Третье задание в качестве премьер-оператора. В тот год я впервые убил человека. В каком-то смысле это была самооборона. В каком-то смысле… Я полностью находился в его власти. Если бы он только знал об этом… Мне пришлось убить его, иначе он убил бы меня… Так что в каком-то смысле это была самооборона…
Сизигий.
…в каком-то смысле это была…
Трубкозуб, сатанизм.
…самооборона…
Герундий. Теперь спать.
1
В искусственной гравитации все дороги вели вверх. Доктор философии Айзек Кроуэлл остановился, чтобы отдышаться, откинул со лба влажные волосы и постучался в каюту психиатра. Дверь скользнула в сторону.
– А-а, доктор Кроуэлл.
Человек за столом был столь же худ, насколько Кроуэлл тучен.
– Проходите, пожалуйста, садитесь.
– Благодарю. – Кроуэлл опустился в самое прочное на вид кресло. – Вы… э… вы хотели…
– Да.
Психиатр подался вперед и отчетливо проговорил:
– Сизигий. Трубкозуб, сатанизм. Герундий.
Кроуэлл медленно закрыл и открыл глаза. Потом перевел взгляд на свой объемистый живот и в изумлении покачал головой. Он обхватил большим и указательным пальцами жирную складку и сдавил.
– О-о!
– Хорошая работа, – сказал психиатр.
– Замечательная.

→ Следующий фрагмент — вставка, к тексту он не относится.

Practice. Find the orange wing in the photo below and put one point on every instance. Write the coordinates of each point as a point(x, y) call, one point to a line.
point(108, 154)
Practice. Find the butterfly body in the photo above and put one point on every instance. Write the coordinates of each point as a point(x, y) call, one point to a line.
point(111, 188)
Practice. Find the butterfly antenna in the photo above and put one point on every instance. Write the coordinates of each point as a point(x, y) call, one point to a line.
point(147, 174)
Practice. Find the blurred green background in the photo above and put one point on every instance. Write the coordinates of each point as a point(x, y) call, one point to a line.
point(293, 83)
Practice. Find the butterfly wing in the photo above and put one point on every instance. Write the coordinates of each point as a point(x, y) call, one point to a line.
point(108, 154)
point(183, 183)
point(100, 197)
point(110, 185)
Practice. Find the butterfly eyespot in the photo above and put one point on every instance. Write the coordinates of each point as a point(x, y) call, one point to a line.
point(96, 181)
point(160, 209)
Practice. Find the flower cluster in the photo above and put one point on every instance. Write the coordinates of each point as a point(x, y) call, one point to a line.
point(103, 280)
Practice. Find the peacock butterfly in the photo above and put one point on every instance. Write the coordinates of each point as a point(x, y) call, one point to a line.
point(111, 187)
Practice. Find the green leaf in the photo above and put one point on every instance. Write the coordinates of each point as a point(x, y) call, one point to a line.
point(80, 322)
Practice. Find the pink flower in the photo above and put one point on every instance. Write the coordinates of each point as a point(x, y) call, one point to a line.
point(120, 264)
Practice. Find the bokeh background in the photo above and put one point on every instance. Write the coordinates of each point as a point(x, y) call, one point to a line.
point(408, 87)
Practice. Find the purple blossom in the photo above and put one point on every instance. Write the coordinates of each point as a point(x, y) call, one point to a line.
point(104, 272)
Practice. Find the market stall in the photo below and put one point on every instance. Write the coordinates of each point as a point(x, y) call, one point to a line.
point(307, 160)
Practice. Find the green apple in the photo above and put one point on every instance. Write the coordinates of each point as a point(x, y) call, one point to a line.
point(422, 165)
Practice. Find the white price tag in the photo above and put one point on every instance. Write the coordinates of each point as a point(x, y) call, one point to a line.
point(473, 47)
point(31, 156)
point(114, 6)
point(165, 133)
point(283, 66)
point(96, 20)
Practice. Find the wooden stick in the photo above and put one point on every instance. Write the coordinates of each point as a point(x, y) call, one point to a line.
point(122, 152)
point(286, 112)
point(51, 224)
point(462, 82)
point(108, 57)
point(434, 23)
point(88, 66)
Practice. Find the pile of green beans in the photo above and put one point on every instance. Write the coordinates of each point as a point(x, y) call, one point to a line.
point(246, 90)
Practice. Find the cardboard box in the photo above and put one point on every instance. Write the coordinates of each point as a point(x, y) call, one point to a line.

Неужели нельзя было для начала заставить старичка сбросить вес? А уж потом загонять в него меня?
– Это необходимо для полноты образа, Отто.
– Отто… да… Все возвращается… Ну что же, я…
– Стоп! – Психиатр надавил на кнопку в столе, и дверь с шелестом закрылась. – Простите. Продолжайте.
– Я, Отто Макгевин, премьер-оператор. Работаю на ЗБВВ. А вы – такой же психиатр, как я – доктор Айзек Кроуэлл. Вы – Сэм… э-э… Нимиц. Когда я выполнял задание на планете Весна, вы были командиром секции.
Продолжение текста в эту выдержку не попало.